Margaret Russell, executive editor of the Catholic Free Press, said she worked with Department of Correction officials in investigating its authenticity before deciding to publish it.
Russell said copies of the Catholic Free Press circulate in the Souza-Baranowski Correctional Center in Shirley, where Druce is housed. She said the chapel at Souza-Baranowski is staffed with a deacon appointed by the Diocese of Worcester.
Latini said the deacon has contact with all inmates. Latini and Russell said they did not know if Druce had ever spoken with the deacon.
Russell said a receptionist in her office opened the letter of Sept. 5 and brought it to her. ''You're going to want to look at this one,'' the receptionist said, according to Russell.
Jack Levin, a Northeastern University criminologist and director of the Brudnick Center on Violence, said he interpreted the letter as ''an extremely manipulative'' attempt by Druce, if he is the author, ''to improve his image.''
''I think he very much resents the very widespread idea that he is evil, psychotic, and irrational,'' said Levin. ''This does not sound like a guy who wants to bring an insanity defense, not by giving a rational justification for his crime.
''On a superficial level he looks very rational. He wants to save the children. Who can argue with saving children?'' he said.
When he was killed, Geoghan, 68, was serving a 9- to 10-year sentence for molesting a 10-year-old boy.

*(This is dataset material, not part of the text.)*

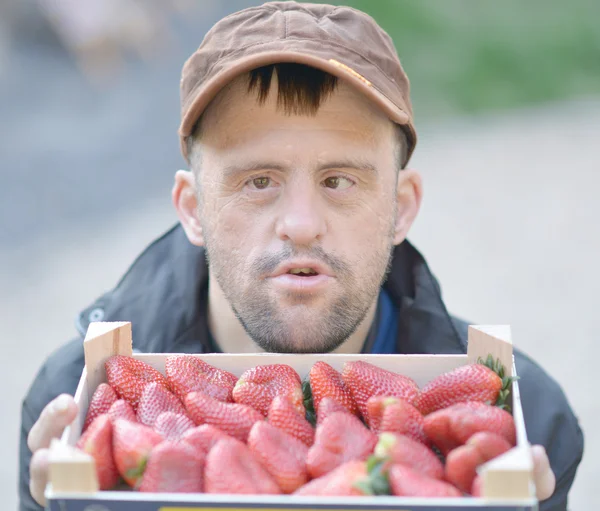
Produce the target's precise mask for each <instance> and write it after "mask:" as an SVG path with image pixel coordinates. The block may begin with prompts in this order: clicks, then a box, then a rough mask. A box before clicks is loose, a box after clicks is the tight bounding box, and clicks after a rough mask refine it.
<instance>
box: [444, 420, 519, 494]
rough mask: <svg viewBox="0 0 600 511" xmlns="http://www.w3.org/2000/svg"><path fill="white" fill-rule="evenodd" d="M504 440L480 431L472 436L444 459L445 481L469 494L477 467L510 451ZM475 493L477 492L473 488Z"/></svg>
mask: <svg viewBox="0 0 600 511" xmlns="http://www.w3.org/2000/svg"><path fill="white" fill-rule="evenodd" d="M511 447H512V446H511V445H510V444H509V443H508V442H507V441H506V439H505V438H503V437H501V436H500V435H496V434H494V433H489V432H487V431H482V432H481V433H476V434H475V435H473V436H472V437H471V438H469V440H468V441H467V443H466V444H465V445H462V446H460V447H457V448H456V449H454V450H453V451H451V452H450V454H448V456H447V458H446V480H448V481H449V482H451V483H452V484H454V485H455V486H456V487H457V488H458V489H459V490H462V491H463V492H465V493H468V492H471V491H472V488H473V486H474V482H475V477H476V476H477V467H479V466H480V465H482V464H483V463H485V462H486V461H489V460H491V459H492V458H495V457H496V456H500V455H501V454H504V453H505V452H506V451H508V450H510V449H511ZM475 491H478V489H477V488H475Z"/></svg>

Allegations that he sexually assaulted nearly 150 children, mostly boys, helped spark the clergy sexual abuse scandal that rocked the Catholic Church.

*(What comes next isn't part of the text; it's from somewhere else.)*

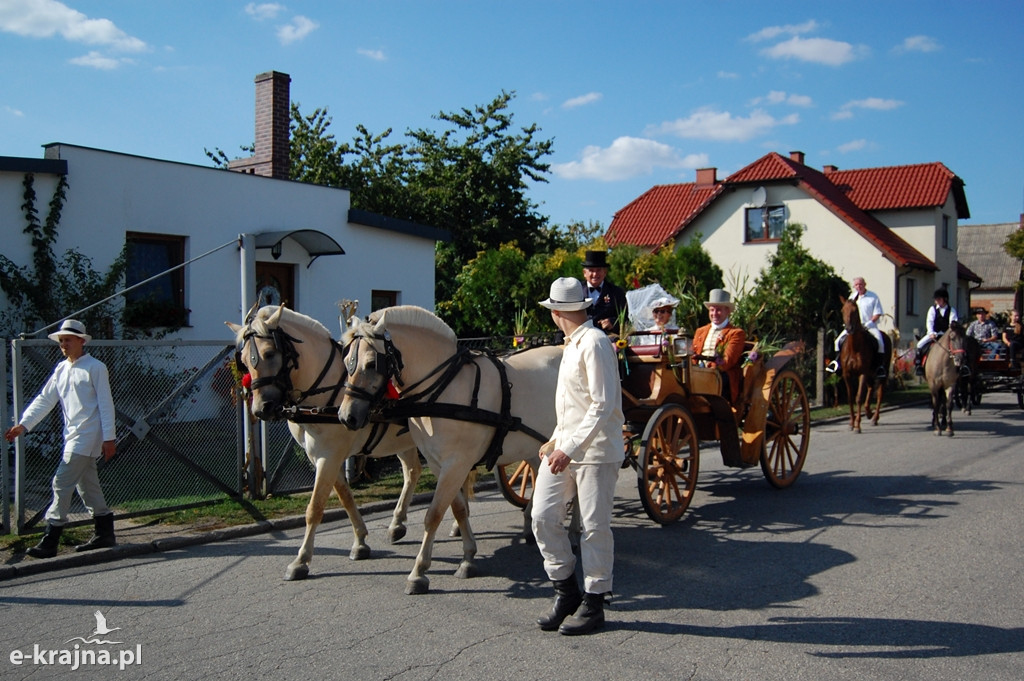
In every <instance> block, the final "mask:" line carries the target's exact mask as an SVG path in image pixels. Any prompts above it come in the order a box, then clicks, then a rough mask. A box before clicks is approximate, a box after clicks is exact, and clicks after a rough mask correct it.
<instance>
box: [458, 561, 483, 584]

Geoghan had been moved to the maximum-security Souza-Baranowski, from the medium-security Concord state prison in April after correctional officers cited Geoghan in numerous disciplinary reports for ''insolence'' in disobeying officers.
Geoghan's lawyers were also pushing for Geoghan's transfer -- though not to a maximum-security facility -- because of what they said was harassment and abuse of Geoghan by correctional officers.
Druce, 38, is serving a life sentence, without possibility of parole for the 1988 beating and strangulation of George Rollo, 51, who Druce contends made a sexual advance after picking him up hitchhiking in Gloucester. In that trial, Druce's attorney argued Druce was not responsible for the crime because he was insane.
Authorities said Druce beat Geoghan and used a bed sheet to gag, bind, and strangle the former priest after getting into Geoghan's cell in the protective custody unit at Souza-Baranowski.
Druce was hospitalized last weekend after he swallowed two small pencils.
LaChance this week said Druce was ''well aware'' of the worldwide coverage of Geoghan's death, but that Druce disputed reports that depict him as hating homosexuals.
''He has very strong feelings about pedophiles,'' said LaChance. ''But as far as he is concerned, he is not homophobic.''
Druce's father, Dana Smiledge of Byfield, told the Globe after Geoghan was killed that his son had a longstanding grudge against homosexuals, in addition to a hatred of blacks and Jews.
According to psychiatric testimony and documents from his 1989 trial, Druce, who changed his name in 1999 while in prison, was obsessed with sex and violent fantasies as a boy, and his mother blamed his frequent misbehavior on his hatred for her. He was prescribed Ritalin and Thorazine as a teenager, according to the records.
Druce was indicted on a murder charge Thursday and is expected to appear in Worcester Superior Court at a later date.